Sunday, November 15, 2015

What Is Your Coping Style?

The most recent post took a look at how current problems are often a function of past coping.  Now let's take a look at how we cope with stressful situations in the present.

Coping strategies represent efforts we make to deal with stressful situations.  When we employ combinations of strategies across situations, these are part of coping styles.  Research suggests that active coping styles--ways of coping that directly address stressful situations--are more effective than avoidant coping styles.  Active coping methods can be broken down into problem-focused strategies (ones that attempt to directly address problematic situations through analysis, planning, cooperation, restraint of extraneous activity) and emotion-focused strategies (ones that attempt to seek social support, positively reinterpret situations, use humor, accept situations).  Avoidant coping can be avoidant both in behavioral and emotional ways (disengaging from stressful situations, suppressing emotions associated with stressful situations) and includes the use of drugs and alcohol to escape stress.

An exercise I like is to jot down five recent stressful situations in markets and the specific ways in which you dealt with those situations.  Very often, a detailed look at your best coping will reveal how you string together coping strategies into an effective coping style.

For example, I recently took a loss on a short-term position when I became focused on longer-term market behavior and failed to enter the trade at a favorable short-term level.  When the position went against me, I immediately became hyper-focused and pushed aside any emotional reaction.  My entire focus was on whether the move against me was broad based, with increasing momentum or whether it was a weak move that could be expected to reverse.  As soon as I determined that this was, indeed, a broad and strong move, I exited and took a small loss.

Upon taking the loss, I sat back and pulled away from the screen.  My emotional reaction was "ouch".  I also had the emotional reaction of "I'm not going to let this happen again."  I reviewed the shorter term measures of strength and weakness that I track and identified the information that I had failed to integrate.  I discussed this information with a trading friend and we agreed to monitor the information going forward.  That monitoring became useful in entering the next trade, which was profitable.  I revised my routine to ensure that I completed a review of short-term information prior to any future trade entry.

Notice how there is a sequencing of strategies in the coping.  First, there is a suppression of emotional response and problem focused efforts.  Then there is acceptance of emotional response and a channeling of the emotions in a constructive direction.  That leads to larger efforts at solution and social strategies to run my ideas by others.  Finally, the new problem solving and lessons learned are applied in real time.

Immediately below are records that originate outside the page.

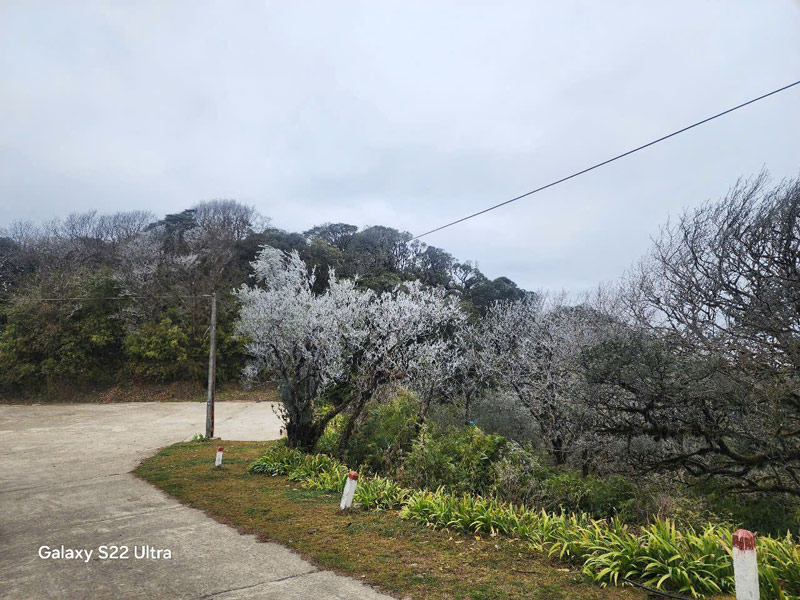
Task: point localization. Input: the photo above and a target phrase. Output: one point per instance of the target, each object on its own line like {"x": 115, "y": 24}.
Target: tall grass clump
{"x": 689, "y": 561}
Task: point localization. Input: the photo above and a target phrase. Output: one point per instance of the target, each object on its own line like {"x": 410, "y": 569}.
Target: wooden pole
{"x": 212, "y": 369}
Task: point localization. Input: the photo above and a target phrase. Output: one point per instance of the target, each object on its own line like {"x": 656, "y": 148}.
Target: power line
{"x": 605, "y": 162}
{"x": 67, "y": 298}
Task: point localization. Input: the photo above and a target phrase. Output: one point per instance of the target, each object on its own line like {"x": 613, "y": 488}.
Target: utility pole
{"x": 212, "y": 369}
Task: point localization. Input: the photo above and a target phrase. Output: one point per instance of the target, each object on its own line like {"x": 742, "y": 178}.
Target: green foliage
{"x": 161, "y": 351}
{"x": 380, "y": 493}
{"x": 52, "y": 345}
{"x": 460, "y": 460}
{"x": 688, "y": 561}
{"x": 386, "y": 436}
{"x": 598, "y": 497}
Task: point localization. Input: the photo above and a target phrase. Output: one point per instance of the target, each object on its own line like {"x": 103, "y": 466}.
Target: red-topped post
{"x": 745, "y": 565}
{"x": 349, "y": 490}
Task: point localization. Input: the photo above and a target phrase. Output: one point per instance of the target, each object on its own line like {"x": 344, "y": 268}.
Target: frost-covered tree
{"x": 329, "y": 352}
{"x": 534, "y": 347}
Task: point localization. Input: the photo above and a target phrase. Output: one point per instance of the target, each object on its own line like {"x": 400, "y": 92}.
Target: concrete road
{"x": 65, "y": 481}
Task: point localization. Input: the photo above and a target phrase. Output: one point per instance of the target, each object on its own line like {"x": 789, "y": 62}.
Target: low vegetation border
{"x": 402, "y": 557}
{"x": 695, "y": 563}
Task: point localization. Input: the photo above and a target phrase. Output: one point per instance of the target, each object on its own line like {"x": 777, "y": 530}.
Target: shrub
{"x": 460, "y": 460}
{"x": 688, "y": 561}
{"x": 160, "y": 351}
{"x": 386, "y": 436}
{"x": 379, "y": 493}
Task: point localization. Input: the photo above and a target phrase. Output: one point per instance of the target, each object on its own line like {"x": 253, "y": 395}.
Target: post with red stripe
{"x": 349, "y": 490}
{"x": 745, "y": 567}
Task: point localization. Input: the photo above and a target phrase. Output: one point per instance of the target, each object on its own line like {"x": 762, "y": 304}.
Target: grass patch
{"x": 399, "y": 557}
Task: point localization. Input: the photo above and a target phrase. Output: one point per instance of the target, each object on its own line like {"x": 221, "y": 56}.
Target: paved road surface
{"x": 65, "y": 480}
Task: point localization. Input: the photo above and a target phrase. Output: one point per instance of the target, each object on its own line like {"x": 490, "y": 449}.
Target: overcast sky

My most successful coping in trading situations follows this pattern closely.  My least successful coping occurs when I sit back, pull away from the screen, and simply withdraw from trading.  That is what the previous post talked about.  Withdrawing from problem situations was how I (successfully) coped as a child.  It does not work in mature relationships; nor does it work in dealing constructively with markets.  

No doubt, you have sequences of coping strategies--coping styles--different from mine.  The important idea is not to adopt the coping styles of others, but to identify how you best handle adversity.  By breaking down your successful coping into sequences of steps, you can create a "best practice" template that can powerfully prepare you for the next market setback.